Conservationist and World Wildlife Fund (WWF) Director of the Guianas, Dr. David Singh, had told Stabroek News in June that flaring nine billion cubic feet of natural gas – the amount calculated as of December 2019 to late June – is equivalent to the loss of 4,642 hectares of forest, which would be valued at US$24M based on the carbon price under Guyana’s forest protection pact with Norway.
To put that into perspective, Guyana received US$46M from its third crude lift at the Liza-1 project.
“Our environmental partners,” Arjoon-Martins stated, “would obviously think twice about why would they want to fund any sort of environmental programme and this is being allowed to happen.”
With such a loss from flaring, is Exxon really doing Guyana any good?
Arjoon-Martins appeared on Kaieteur Radio’s Petroleum 101 on Tuesday night, alongside Sustainability Engineer, Cathal Singh, where they discussed threats to the environment in the context of Guyana’s oil and gas sector.
She noted that her advocacy is not about opposition to the oil industry, that she supports oil production in a framework of sound regulation and mitigation of negative impacts on the environment.
Where Exxon’s flaring is concerned, more than 10B cubic feet of gas has been flared at the Liza Phase One project. Exxon claims that it is due to a defective gas compressor currently undergoing repairs in Germany.
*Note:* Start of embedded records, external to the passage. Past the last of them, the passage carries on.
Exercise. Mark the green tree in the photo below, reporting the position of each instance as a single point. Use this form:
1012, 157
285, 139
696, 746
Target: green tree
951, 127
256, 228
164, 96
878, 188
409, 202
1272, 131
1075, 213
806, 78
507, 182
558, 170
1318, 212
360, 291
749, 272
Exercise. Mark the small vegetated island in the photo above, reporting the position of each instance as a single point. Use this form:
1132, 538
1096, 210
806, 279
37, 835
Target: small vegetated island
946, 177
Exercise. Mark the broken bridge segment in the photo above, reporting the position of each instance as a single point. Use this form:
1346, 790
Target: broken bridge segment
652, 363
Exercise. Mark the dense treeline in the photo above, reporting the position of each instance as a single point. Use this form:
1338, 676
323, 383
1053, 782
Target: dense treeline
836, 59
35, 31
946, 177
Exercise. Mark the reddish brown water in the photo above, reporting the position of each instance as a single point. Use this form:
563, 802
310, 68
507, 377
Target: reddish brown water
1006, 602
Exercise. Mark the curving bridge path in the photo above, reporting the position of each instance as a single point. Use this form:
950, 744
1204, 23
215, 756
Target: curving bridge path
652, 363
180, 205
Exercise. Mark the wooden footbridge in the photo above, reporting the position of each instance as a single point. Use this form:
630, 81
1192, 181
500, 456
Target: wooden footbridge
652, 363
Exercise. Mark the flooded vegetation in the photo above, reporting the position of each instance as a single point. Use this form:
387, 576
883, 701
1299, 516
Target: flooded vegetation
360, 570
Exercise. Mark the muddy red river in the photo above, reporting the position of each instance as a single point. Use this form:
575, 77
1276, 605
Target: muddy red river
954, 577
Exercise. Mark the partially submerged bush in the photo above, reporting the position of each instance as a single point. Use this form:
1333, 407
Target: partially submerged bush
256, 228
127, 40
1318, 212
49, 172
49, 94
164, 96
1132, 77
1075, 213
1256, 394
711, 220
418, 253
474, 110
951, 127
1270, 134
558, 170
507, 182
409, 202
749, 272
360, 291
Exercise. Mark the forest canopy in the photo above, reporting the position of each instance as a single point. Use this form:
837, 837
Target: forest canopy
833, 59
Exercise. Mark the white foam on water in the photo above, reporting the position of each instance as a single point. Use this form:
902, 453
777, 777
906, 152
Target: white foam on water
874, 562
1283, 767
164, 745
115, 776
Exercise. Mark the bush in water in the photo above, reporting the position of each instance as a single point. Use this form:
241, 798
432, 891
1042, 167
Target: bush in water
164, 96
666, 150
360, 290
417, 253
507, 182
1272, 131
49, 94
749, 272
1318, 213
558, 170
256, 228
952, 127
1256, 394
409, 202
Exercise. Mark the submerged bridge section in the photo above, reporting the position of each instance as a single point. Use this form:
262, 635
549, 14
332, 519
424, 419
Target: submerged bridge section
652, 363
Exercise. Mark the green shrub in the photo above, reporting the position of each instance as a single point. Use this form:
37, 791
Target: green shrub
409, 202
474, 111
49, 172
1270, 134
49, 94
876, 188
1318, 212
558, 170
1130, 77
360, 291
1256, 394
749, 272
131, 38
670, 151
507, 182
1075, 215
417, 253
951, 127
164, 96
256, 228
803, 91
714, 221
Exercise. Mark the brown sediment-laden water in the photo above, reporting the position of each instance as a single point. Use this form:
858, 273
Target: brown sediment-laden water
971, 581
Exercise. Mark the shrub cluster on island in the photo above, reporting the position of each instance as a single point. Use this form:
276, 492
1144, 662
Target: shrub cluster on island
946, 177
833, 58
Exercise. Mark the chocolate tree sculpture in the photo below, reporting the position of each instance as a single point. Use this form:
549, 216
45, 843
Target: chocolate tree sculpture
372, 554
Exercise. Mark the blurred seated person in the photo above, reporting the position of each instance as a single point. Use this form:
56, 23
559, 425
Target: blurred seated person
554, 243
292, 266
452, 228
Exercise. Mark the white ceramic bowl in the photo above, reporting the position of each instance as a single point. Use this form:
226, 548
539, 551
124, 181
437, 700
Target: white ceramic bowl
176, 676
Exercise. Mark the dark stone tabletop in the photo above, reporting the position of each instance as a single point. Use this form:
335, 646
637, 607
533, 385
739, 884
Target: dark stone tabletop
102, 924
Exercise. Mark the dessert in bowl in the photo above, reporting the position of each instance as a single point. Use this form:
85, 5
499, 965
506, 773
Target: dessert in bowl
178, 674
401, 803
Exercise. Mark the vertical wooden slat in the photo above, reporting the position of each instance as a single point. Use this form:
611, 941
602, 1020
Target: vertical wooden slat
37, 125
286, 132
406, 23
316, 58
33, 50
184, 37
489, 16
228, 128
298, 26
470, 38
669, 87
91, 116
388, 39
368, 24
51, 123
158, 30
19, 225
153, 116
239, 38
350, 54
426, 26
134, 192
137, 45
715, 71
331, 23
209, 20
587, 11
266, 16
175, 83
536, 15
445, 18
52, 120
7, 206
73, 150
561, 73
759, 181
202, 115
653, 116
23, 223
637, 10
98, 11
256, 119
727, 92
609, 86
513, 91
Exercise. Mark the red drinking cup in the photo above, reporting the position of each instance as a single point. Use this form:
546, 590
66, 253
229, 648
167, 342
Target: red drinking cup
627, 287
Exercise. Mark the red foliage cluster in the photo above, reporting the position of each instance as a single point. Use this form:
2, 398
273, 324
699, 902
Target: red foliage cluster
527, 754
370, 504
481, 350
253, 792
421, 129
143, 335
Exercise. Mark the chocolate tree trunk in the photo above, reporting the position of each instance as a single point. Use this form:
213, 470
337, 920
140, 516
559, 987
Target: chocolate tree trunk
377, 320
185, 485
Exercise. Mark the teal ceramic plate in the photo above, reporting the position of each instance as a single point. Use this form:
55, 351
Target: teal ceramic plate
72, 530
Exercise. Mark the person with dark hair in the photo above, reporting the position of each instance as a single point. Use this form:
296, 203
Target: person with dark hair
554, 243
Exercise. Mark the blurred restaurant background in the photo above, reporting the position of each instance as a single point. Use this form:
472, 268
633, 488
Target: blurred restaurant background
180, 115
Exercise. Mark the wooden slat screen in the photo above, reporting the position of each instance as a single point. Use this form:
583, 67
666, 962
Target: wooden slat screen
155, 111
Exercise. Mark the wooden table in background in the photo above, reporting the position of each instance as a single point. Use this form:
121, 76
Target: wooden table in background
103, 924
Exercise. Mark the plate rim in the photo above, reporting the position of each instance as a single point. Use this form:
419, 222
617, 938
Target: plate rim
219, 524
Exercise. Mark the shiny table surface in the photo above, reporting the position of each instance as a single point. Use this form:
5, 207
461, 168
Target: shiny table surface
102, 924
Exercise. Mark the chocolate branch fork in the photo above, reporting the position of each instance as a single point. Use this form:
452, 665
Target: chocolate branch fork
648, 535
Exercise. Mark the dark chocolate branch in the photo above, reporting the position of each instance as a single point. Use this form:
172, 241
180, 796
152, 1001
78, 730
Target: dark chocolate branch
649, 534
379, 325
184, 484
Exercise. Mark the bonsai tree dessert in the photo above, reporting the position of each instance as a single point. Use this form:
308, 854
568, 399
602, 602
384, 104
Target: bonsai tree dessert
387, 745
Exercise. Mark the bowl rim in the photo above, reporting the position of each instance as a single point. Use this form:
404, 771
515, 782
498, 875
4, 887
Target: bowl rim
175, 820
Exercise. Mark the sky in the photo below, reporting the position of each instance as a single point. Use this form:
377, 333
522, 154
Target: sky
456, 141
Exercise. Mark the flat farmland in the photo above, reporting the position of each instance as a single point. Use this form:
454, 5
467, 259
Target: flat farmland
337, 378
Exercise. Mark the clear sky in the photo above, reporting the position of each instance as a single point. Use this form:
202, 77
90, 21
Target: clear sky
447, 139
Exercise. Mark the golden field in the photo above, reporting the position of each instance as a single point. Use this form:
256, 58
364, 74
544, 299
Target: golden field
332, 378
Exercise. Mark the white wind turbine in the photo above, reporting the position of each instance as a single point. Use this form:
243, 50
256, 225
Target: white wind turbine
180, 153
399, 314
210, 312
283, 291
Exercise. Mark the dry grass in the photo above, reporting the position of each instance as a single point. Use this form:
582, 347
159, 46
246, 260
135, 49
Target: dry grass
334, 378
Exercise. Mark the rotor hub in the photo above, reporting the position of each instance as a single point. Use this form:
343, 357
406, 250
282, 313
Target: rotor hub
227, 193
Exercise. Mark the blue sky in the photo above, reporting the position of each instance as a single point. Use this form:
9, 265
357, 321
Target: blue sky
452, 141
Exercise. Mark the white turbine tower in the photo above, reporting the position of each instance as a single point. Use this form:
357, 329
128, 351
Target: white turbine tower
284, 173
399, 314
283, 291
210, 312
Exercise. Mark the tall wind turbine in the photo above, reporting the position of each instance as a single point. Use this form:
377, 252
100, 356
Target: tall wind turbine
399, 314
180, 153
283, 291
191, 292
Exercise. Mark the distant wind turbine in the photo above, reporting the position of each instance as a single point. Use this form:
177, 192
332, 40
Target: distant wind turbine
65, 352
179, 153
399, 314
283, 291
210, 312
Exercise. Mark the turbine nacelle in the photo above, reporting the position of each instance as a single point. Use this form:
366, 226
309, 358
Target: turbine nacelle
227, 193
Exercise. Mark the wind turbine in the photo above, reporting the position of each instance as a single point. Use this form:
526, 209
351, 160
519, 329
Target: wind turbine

The company is yet to put a timeline on the halting of its environmental infraction.
Its attitude, Arjoon-Martins said, is “almost disrespectful”. Kaieteur News had reported that loopholes exist in the Liza Phase One permit that ExxonMobil exploited in its interpretation, to allow it to flare.
The environmentalist said she’s sure that, at the time the EPA permitted Liza-1, there was absolutely no consideration, for the event of an emergency such as what is occurring now with the company’s eight months of flaring.
“I always maintain,” she said, “that the long-term cost of Exxon’s flaring is going to be way above what we’re valuing it at the moment… I think that Exxon could do a whole lot better.”